Monday, December 1, 2008

The Mystery of Time: An Essay Contest

The nature of time is one of the deepest mysteries.  In a new paper, submitted to an essay contest for the Foundational Questions Institute, I offer my own thoughts on this riddle:

The Garden of Forking Paths:  Time as an Expanding Labyrinth

Thursday, July 24, 2008

Einstein's Last Assistant

Dr. Bruria Kaufman, Einstein's last research assistant at the Institute for Advanced Study in Princeton, turns 90 years old this year. She has had an extraordinary career, including collaborations with an amazing number of well-known scientists from various fields.

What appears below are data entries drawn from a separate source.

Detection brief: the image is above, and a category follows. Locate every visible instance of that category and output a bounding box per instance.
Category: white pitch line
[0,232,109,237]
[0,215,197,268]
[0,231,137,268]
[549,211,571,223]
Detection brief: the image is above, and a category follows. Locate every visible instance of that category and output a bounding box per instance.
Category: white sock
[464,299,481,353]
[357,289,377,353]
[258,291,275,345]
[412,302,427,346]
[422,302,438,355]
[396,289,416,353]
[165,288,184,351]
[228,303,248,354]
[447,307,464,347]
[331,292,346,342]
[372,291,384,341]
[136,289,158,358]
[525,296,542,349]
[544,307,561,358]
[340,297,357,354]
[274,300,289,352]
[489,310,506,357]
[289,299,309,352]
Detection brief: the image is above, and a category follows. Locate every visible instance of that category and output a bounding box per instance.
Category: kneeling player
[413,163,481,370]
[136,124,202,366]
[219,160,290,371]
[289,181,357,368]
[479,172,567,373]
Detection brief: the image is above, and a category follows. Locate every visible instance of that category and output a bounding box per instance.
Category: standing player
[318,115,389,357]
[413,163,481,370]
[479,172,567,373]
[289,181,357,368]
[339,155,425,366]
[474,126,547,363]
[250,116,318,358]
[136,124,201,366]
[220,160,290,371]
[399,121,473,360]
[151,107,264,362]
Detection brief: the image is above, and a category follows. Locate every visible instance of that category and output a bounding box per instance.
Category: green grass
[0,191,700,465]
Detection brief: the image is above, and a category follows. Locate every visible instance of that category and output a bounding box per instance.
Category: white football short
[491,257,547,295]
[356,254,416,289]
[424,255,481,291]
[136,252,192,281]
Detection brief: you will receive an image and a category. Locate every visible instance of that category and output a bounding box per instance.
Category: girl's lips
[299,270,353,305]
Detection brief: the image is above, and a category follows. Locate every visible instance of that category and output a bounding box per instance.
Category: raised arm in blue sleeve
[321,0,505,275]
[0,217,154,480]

As a young researcher, she worked with Lars Onsager, a famous statistical physicist and Nobel-Prize-winning chemist, and John von Neumann, the Hungarian mathematician who was one of the great geniuses of the 20th century and helped invent the computer. She then spent time working with Einstein during his final days.

At the age of 27, during the 1955 Jubilee (50th anniversary) of relativity in Bern, she had the sad task of delivering Einstein's final paper on unified field theory. Her brilliant mentor had just passed away.

These varied areas of research are impressive in and of themselves. But then she collaborated with and married Zellig Harris, the founder of structural linguistics who advised Noam Chomsky. So she had yet another career as a prominent linguist.

Harris died in 1992, at the age of 82. In 1996, Kaufman married Nobel laureate physicist Willis Lamb, who was 83 at the time. She had known him from years earlier. Lamb was famous for having discovered the quantum phenomenon known as the Lamb shift, one of the earliest indications of virtual particles in the vacuum. They collaborated, later divorced, and Lamb recently died.

It is hard to think of a living scientist who has had a more diverse career than Dr. Kaufman.

Quantum Musicians

A common metaphor in quantum mechanics relates the standing wave vibrations of electrons in atoms to the harmonics of plucked guitar strings. Apparently that image has resonated with some of the offspring of quantum theorists who have chosen musical careers.

A pioneer of this trend was Olivia Newton-John, the English-born Australian musician who captivated audiences in Grease and Xanadu. Her maternal grandfather was none other than one of the principal founders of quantum mechanics, Goettingen physicist Max Born.

In more recent years, the band Eels has attracted a loyal following. Its founder, (aka "Mr. E") is Mark Everett, son of Hugh Everett, developer of the Many Worlds Interpretation of quantum mechanics. He was recently featured in the BBC documentary "Parallel Lives, Parallel Universes."

Albert Baez, an X-ray pioneer, passed away last year. You can guess who his famous daughter, a prominent folksinger, is.

Then there are Brian May, guitarist and songwriter of the classic rock band Queen, and Brian Cox of the UK Synthpop Band D:ream. They have started a kind of reverse trend. May has become an astrophysicist and chancellor of Liverpool John Moores University and Cox has become a physicist at CERN.

Quantum harmonies are more than just a metaphor these days!

Tuesday, May 13, 2008

The Way of Science in the Labyrinth of Culture

German historian of science Daniela Wuensch has just published a new book: The Way of Science in the Labyrinth of Culture

How can anyone resist a book with such a great title? It looks like an interesting read.
So far it is available only in German, however. So to travel through this labyrinth, those not fluent in that language may need a dictionary in addition to an Ariadne's thread.

Sunday, January 27, 2008

Unifying the Forces of Nature

It has been the physics community's long-standing dream to unify the natural forces into a single comprehensive theory. Two of the pioneers in unified field theory attempts were physicists Oskar Klein and Albert Einstein. In my new history of physics article, I explore connections between their quests for unification in five dimensions.

Here's a link to my recently published article (subscription required to see the full content; alternatively, paper copies available upon request):

Klein, Einstein and Five-Dimensional Unification

A Guide to Understanding the Bomb

A book review I wrote of Doomsday Men by PD Smith has finally made its way into the pages of the Philadelphia Inquirer and also online:

A Guide to Understanding the Bomb

It is a fascinating book about the history and culture of superweapons and I highly recommend it.